Ausnahme für Weiterleitung in Gästezimmer
Wie schon bei den Bibliotheken weicht auch die Ausnahme für Gästezimmer vom AGUR-Kompromiss zulasten der Urheber ab. Dem intensiven Lobbying der Gastgewerbeverbände ist es zu verdanken, dass der Nationalrat bereits im Dezember 2018 eine Ausnahme für den Empfang von Sendungen in Hotelzimmern und Ferienwohnungen vorgesehen hat. Die Ausnahme wurde zudem ausgedehnt auf Zimmer in Heimen und Gefängniszellen. Auch diese Forderung geht auf einen Tarifstreit mit den Verwertungsgesellschaften zurück. 2017 hat das Bundesgericht klargestellt, dass es sich bei der Nutzung in diesen Räumlichkeiten nicht um eine private Nutzung handelt, wenn der Hotelier oder Vermieter den Empfang ermöglicht und die entsprechenden Geräte zur Verfügung stellt. Beide handeln in diesem Fall mit Gewinnabsicht, das heisst: Die Bereitstellung der Empfangsmöglichkeit von geschützten Inhalten ist ein Verkaufsargument für die Vermieter und beeinflusst deren Umsatz. Es kann nicht sein, dass die Künstler mittels dieser Ausnahme das Gastgewerbe subventionieren und sich ihre Situation im Vergleich zum heutigen Urheberrecht dadurch wesentlich verschlechtert.

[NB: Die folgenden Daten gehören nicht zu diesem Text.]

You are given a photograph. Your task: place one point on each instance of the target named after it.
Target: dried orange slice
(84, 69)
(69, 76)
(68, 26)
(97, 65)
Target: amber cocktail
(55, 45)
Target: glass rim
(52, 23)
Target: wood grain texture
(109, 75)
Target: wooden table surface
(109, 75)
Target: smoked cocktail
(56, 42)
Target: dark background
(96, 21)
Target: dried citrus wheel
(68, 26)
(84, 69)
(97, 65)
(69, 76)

Die Schweiz braucht ein erneuertes Urheberrecht jetzt – ohne zusätzliche Ausnahmen!

Seit 2010 wird in der Schweiz um eine Modernisierung des Urheberrechts gerungen. Mit dem AGUR-Kompromiss konnte einiges hinsichtlich einer Anpassung an die zeitgemässen Gegebenheiten erreicht werden. In der parlamentarischen Debatte tauchen wie zuvor erwähnt Einzelinteressen auf, welche dieser Modernisierung zuwiderlaufen und sogar eine Verschlechterung des geltenden Rechts darstellen. Das darf nicht sein. Etwas anders verhält es sich mit dem Anspruch der Journalisten: Die Problematik der Weiterverwendung von Presseerzeugnissen im Internet ist bei einer Modernisierung des Gesetzes ernsthaft zu prüfen. Vielleicht ist aber die Zeit noch nicht reif dafür. Das hat auch die Ständeratskommission an ihrer zweiten Beratung zum Urheberrecht am 29. April erkannt und den Bundesrat auf dem Weg des Postulats aufgefordert, die weitere Entwicklung des Urheberrechts in Europa zu prüfen.

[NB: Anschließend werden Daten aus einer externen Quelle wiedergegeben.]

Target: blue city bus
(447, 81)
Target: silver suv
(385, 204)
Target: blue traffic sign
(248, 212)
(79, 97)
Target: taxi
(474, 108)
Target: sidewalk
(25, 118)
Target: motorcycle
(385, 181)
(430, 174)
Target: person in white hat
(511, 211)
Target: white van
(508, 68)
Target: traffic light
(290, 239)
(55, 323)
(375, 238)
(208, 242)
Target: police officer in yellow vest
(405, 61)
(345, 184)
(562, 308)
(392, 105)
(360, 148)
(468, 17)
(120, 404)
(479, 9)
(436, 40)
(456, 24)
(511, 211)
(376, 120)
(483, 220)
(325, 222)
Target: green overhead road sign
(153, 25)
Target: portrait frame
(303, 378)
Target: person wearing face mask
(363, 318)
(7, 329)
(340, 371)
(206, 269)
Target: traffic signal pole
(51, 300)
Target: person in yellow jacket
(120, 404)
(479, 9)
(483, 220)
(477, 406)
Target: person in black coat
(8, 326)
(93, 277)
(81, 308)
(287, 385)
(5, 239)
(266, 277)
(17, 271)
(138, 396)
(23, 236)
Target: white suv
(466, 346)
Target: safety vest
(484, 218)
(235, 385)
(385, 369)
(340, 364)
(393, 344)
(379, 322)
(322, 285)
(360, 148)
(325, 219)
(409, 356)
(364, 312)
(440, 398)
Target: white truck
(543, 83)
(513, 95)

Das Parlament wäre also gut beraten, jetzt in der Sommersession 2019 die Revision des Gesetzes im Rahmen des AGUR-Kompromisses und ohne zusätzliche Ausnahmen für Bibliotheken oder das Gastgewerbe zu beschliessen.

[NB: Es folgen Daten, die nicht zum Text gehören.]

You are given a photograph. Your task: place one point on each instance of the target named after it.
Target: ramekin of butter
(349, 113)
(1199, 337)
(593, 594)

Behutsame Übernahme und Anpassung der EU-Richtlinie an die Schweizer Verhältnisse in naher Zukunft

Die neue EU-Richtlinie könnte künftig trotzdem Vorbild sein für weitere Anpassungen des Schweizer Gesetzes. Die WBK des Ständerates verlangt vom Bundesrat wie erwähnt bereits einen Bericht zur Situation, insbesondere der Journalisten und Zeitungsverleger, in dem die Verantwortlichkeit der Plattformbetreiber genauer untersucht werden soll. Weiter ist das Teilen bzw. der Upload geschützter Inhalte im Internet noch weniger kontrollierbar als die Privatkopie. Die EU-Richtlinie hat deshalb zu Recht eine Verantwortlichkeit der GAFAs festgestellt, weil diese ja das Teilen erst ermöglichen und attraktiv machen. Es dürfte allerdings für die GAFAs schwierig sein, die Nutzung eines jeden hochgeladenen Beitrags bei den betroffenen Rechteinhabern zu lizenzieren.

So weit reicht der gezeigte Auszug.